Adam pointed us to the command-line application pmset, which controls power management settings. While the Energy Saver pane of System Preferences exposes some of what you can control for system-wide battery and sleep behavior, changing a number of power management settings requires firing up Terminal.

Most notable in this situation is the lidwake argument, since setting the lidwake value to 0 prevents the laptop from waking from its slumber when it detects the latch has been opened. To accomplish this, feed the following command to pmset from the command line:

    sudo pmset lidwake 0

The sudo command invokes pmset as the system superuser, which is required for changing power management settings, and using sudo in turn requires that you enter an administrative password to proceed. Waking the computer from sleep after setting lidwake to 0 requires pressing a key on the keyboard.

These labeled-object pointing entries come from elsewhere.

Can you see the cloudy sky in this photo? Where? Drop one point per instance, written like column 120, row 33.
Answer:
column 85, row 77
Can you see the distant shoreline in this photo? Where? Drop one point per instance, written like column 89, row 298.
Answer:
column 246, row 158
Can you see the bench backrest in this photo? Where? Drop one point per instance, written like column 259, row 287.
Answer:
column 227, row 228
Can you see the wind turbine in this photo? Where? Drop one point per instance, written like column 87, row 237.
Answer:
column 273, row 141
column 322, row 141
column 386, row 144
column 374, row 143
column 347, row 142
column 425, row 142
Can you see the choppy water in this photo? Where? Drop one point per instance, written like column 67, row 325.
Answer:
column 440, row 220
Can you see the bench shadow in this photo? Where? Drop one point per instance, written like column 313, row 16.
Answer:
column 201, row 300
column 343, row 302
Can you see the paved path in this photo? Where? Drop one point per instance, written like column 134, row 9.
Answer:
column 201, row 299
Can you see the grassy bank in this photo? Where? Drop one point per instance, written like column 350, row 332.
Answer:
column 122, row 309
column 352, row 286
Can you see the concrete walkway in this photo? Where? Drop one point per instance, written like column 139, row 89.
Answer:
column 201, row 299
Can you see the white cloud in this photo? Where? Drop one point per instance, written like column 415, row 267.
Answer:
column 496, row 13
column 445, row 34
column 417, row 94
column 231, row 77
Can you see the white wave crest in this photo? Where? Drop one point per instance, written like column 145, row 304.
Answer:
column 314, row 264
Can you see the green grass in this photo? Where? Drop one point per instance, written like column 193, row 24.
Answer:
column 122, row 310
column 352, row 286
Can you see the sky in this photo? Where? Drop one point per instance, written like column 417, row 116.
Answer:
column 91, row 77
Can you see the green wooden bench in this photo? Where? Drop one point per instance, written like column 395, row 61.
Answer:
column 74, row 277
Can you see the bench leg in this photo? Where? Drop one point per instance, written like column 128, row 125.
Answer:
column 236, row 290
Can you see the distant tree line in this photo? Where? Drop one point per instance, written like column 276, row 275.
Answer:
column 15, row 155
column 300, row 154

For me, an additional argument would also be useful: powerbutton. Setting powerbutton to 1 - its default value is 0 - turns the power button into a dedicated sleep button. Otherwise, the power button brings up a dialog listing Sleep along with Restart and Shut Down. Since I never press the button except to then click Sleep, this is a nice time saver - except that my particular PowerBook doesn't support this option. To find out which options your laptop handles, type:

    pmset -g cap

The pmset command writes its changes to a preference file, so there's no additional step to make these changes persistent.